Guiding principles
The design of EukTrait is shaped by a small number of guiding principles. These are not implementation rules or technical constraints, but shared assumptions about how biological knowledge should be represented and maintained over time.
They exist to help contributors make consistent decisions, especially when extending the framework or resolving ambiguities.
Biological knowledge is contextual
No biological statement is universally true.
Traits may vary with life stage, environment, strain, or experimental conditions. Even seemingly simple properties can depend on how and when they were observed.
For this reason, EukTrait does not treat traits as absolute facts. Every biological claim is expressed as an assertion with explicit context. When context is unknown or implicit in the source, this uncertainty is preserved rather than hidden.

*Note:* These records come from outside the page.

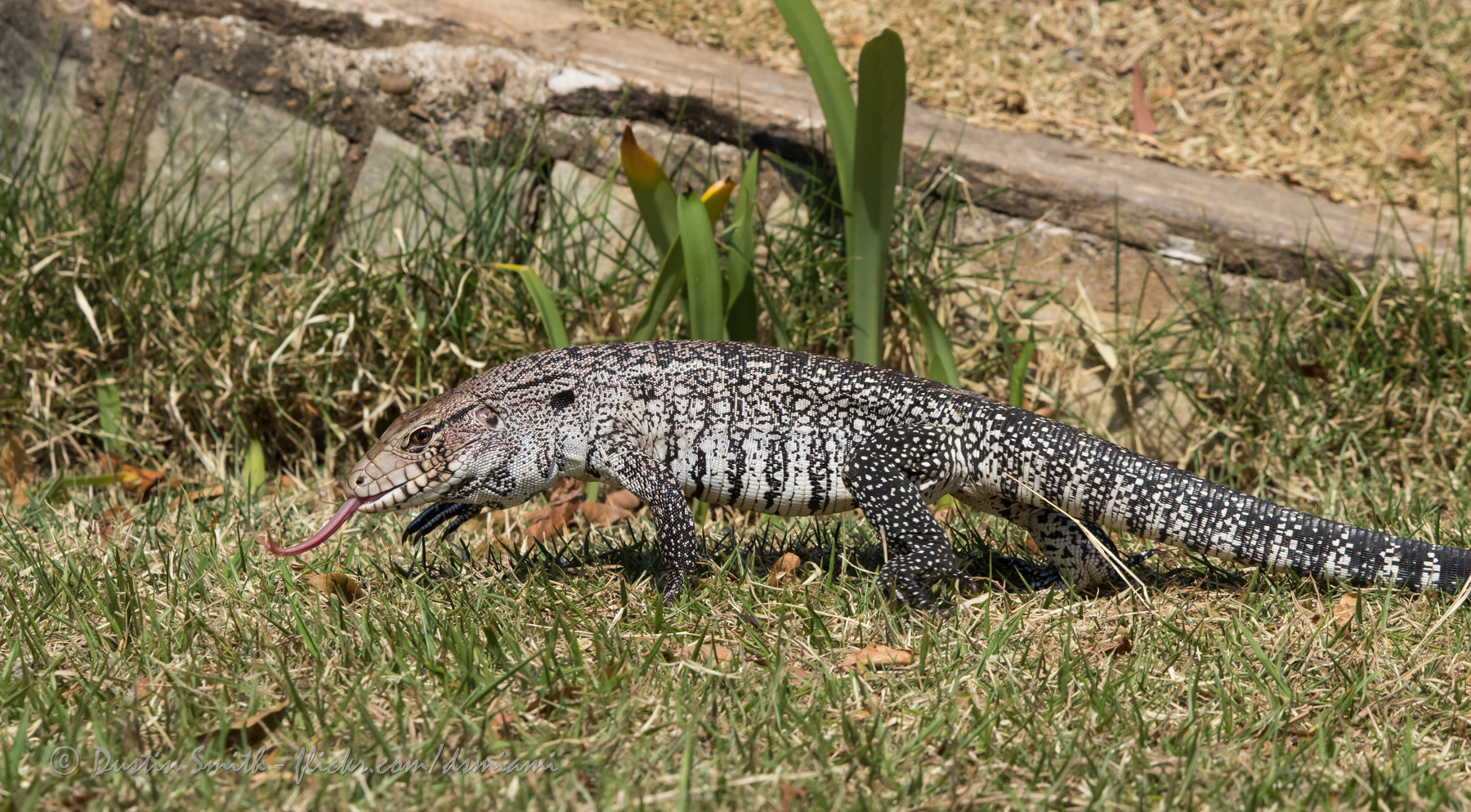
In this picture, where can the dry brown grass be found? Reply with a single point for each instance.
(1357, 102)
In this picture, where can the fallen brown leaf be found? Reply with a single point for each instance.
(786, 565)
(340, 584)
(137, 481)
(709, 650)
(549, 525)
(624, 499)
(503, 724)
(1411, 154)
(601, 514)
(252, 730)
(790, 795)
(498, 75)
(143, 687)
(119, 514)
(1345, 611)
(396, 86)
(1123, 645)
(875, 655)
(15, 464)
(798, 672)
(1143, 110)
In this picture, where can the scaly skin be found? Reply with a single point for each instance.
(792, 435)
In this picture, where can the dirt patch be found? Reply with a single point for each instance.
(1355, 102)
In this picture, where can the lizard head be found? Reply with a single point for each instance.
(454, 448)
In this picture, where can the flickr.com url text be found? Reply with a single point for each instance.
(309, 761)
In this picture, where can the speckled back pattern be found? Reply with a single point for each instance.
(792, 433)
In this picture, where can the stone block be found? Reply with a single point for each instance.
(220, 161)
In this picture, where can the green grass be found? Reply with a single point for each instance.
(1236, 689)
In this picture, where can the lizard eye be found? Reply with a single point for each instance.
(485, 415)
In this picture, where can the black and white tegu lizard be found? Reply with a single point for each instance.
(796, 435)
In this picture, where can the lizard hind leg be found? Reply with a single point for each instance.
(1074, 558)
(886, 475)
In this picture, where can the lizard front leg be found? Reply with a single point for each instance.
(654, 483)
(886, 475)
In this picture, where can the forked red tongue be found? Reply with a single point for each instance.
(333, 525)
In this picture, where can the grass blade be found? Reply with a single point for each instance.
(702, 271)
(253, 474)
(1018, 377)
(740, 310)
(551, 315)
(879, 141)
(110, 417)
(936, 343)
(652, 193)
(829, 80)
(665, 288)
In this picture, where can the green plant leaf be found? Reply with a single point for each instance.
(702, 271)
(551, 315)
(667, 284)
(740, 310)
(879, 141)
(1020, 369)
(671, 279)
(110, 417)
(829, 81)
(253, 472)
(780, 332)
(939, 355)
(652, 193)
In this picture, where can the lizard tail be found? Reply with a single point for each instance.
(1124, 490)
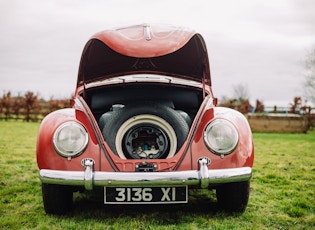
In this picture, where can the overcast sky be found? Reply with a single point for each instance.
(258, 43)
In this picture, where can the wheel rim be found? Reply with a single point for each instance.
(146, 136)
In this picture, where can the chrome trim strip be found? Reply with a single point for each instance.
(202, 178)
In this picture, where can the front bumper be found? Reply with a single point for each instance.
(202, 178)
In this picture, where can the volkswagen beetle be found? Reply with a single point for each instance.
(144, 126)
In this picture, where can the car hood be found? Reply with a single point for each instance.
(154, 49)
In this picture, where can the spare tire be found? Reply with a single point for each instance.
(145, 130)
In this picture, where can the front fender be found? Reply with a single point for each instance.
(47, 157)
(242, 156)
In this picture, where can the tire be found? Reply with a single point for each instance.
(57, 198)
(233, 197)
(160, 122)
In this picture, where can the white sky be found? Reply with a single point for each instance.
(258, 43)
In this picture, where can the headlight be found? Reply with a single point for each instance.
(70, 139)
(221, 137)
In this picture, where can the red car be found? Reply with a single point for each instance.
(144, 127)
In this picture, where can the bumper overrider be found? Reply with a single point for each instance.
(202, 177)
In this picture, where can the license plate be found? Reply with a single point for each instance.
(145, 195)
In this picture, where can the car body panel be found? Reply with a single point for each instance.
(172, 50)
(165, 69)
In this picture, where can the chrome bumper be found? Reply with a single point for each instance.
(202, 177)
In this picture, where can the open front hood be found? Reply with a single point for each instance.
(156, 49)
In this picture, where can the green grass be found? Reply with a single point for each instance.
(282, 191)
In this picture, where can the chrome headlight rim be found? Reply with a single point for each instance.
(234, 138)
(75, 152)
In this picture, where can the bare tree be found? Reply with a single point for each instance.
(17, 105)
(6, 104)
(31, 105)
(309, 83)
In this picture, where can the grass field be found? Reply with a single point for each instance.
(282, 191)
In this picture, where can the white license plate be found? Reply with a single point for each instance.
(145, 195)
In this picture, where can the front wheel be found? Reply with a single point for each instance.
(233, 197)
(57, 198)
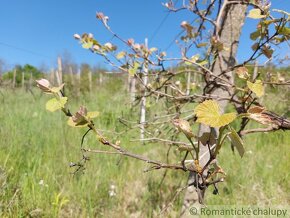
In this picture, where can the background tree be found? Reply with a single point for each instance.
(172, 116)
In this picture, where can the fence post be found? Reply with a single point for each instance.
(14, 79)
(143, 100)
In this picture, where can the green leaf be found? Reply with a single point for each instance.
(71, 123)
(201, 45)
(267, 52)
(255, 35)
(133, 70)
(185, 148)
(193, 59)
(57, 89)
(256, 87)
(93, 114)
(282, 12)
(56, 104)
(208, 113)
(242, 72)
(237, 141)
(283, 30)
(256, 14)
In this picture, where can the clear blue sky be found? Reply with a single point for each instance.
(36, 32)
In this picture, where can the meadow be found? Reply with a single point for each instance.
(37, 147)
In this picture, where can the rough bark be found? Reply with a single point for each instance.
(231, 22)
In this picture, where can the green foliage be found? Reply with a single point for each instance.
(28, 70)
(34, 166)
(55, 104)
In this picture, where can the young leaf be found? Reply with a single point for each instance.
(183, 126)
(242, 72)
(134, 69)
(87, 45)
(57, 89)
(256, 113)
(256, 14)
(56, 104)
(207, 138)
(121, 55)
(208, 113)
(237, 141)
(93, 114)
(256, 87)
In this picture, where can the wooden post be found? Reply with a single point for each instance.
(58, 79)
(51, 77)
(255, 73)
(90, 80)
(101, 78)
(14, 79)
(132, 89)
(143, 100)
(30, 80)
(188, 83)
(22, 82)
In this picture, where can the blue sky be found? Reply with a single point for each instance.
(36, 32)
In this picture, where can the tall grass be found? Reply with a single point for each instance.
(37, 146)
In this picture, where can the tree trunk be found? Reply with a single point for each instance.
(231, 20)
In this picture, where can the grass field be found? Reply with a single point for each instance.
(36, 148)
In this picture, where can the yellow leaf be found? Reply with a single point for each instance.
(183, 126)
(93, 114)
(121, 55)
(87, 45)
(256, 14)
(57, 89)
(208, 113)
(237, 141)
(242, 72)
(256, 87)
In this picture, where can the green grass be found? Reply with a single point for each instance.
(37, 146)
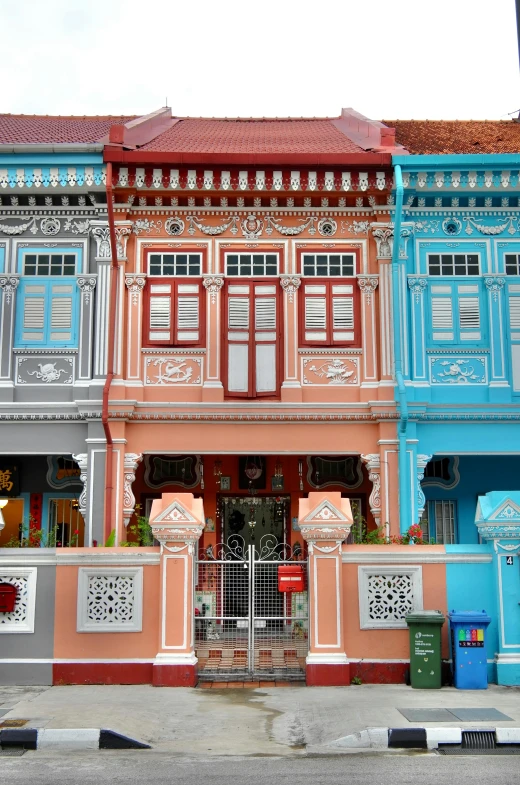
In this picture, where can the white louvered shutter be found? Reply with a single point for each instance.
(238, 337)
(160, 327)
(342, 313)
(442, 313)
(315, 313)
(188, 313)
(61, 328)
(265, 299)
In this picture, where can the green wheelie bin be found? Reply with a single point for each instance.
(425, 649)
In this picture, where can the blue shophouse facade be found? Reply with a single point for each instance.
(456, 296)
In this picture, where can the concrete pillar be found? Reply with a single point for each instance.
(325, 521)
(177, 521)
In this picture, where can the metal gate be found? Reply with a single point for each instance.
(245, 628)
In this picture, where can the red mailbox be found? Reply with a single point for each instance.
(291, 577)
(8, 594)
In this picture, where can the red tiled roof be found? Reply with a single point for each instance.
(430, 137)
(241, 136)
(45, 129)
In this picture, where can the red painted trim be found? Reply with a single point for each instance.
(175, 676)
(252, 343)
(102, 673)
(379, 672)
(327, 675)
(189, 160)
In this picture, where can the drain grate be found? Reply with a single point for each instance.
(478, 742)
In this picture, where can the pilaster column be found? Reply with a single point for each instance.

Claims matter more than conclusions
EukTrait represents what sources say, not what the framework believes to be true.
Different sources may describe the same organism in different ways, draw different conclusions from similar observations, or rely on different assumptions. These differences are informative and should be preserved.
Assertions are never silently merged or resolved. Agreement, conflict, and uncertainty are all part of the scientific record.
Provenance is not optional
Every assertion must be supported by a source.
Provenance is not metadata added after the fact; it is a core part of the meaning of an assertion. Knowing who made a claim, when, and on what basis is essential for interpretation, reuse, and revision.
Assertions without sources are incomplete by definition.
Ontologies define meaning, not truth
Ontologies in EukTrait are used to define concepts, relationships, and constraints. They exist to make assertions interpretable and comparable, not to encode biological facts.
Biological knowledge lives in assertion data, not in ontology class axioms. This separation allows ontologies to remain stable while the knowledge base evolves.
Separate identity from observation
Taxa, materials, and biological traits represent different kinds of things and should not be conflated.
Taxa capture names and classifications. Materials represent physical biological entities such as strains or cultures. Traits describe biological properties. Observations and inferences connect these layers but do not collapse them.
Maintaining this separation allows data to be revised, reinterpreted, or extended without unintended consequences.
Features and traits are distinct
A feature is what an assertion is about; a trait is what is being said about it.
Separating features from traits avoids combinatorial explosion, supports reuse, and allows traits to be applied consistently across different biological contexts. Traits are defined independently of the features they may be applied to, with applicability constrained semantically rather than hard-coded.
Context modifies meaning, not structure
Qualifiers such as life stage, environmental condition, or evidence type modify how an assertion should be interpreted, but they do not define new traits themselves.
Contextual information is always attached to assertions, never baked into trait or feature definitions. This keeps the semantic core clean while allowing rich biological description.
Materials are first-class entities
Whenever possible, assertions should apply to concrete biological materials rather than abstract taxa.
Strains, cultures, and isolates are the entities that are actually observed, sequenced, and experimented on. Treating materials as first-class entities allows EukTrait to represent biological variability, experimental reproducibility, and strain-specific traits without overgeneralization.
Taxon-level assertions are appropriate when supported by broader evidence, but they are not assumed by default.
Design for change
EukTrait is built with the expectation that knowledge will change.
Taxonomies will be revised. New methods will appear. Old interpretations will be challenged. The framework should make such change visible and manageable rather than disruptive.
Design choices prioritize explicitness, modularity, and reversibility over compactness or convenience.
Prefer clarity over cleverness
EukTrait favors structures that are easy to understand and explain, even if they are slightly more verbose.
The framework is intended for long-term community use by biologists, curators, and developers with different backgrounds. Clear semantics and transparent assumptions are more valuable than technically elegant shortcuts.
Build for people, not just machines
Although EukTrait supports computational reasoning and integration, it is designed first for human understanding.
Assertions should be readable, interpretable, and justifiable by curators and domain experts. If a design choice makes the system harder to explain to a biologist, it should be reconsidered.
A shared responsibility
EukTrait is a community effort. Its coherence depends on contributors making thoughtful, principled decisions and documenting their reasoning when extending or refining the framework.
These guiding principles are meant to support that shared responsibility, not to constrain it.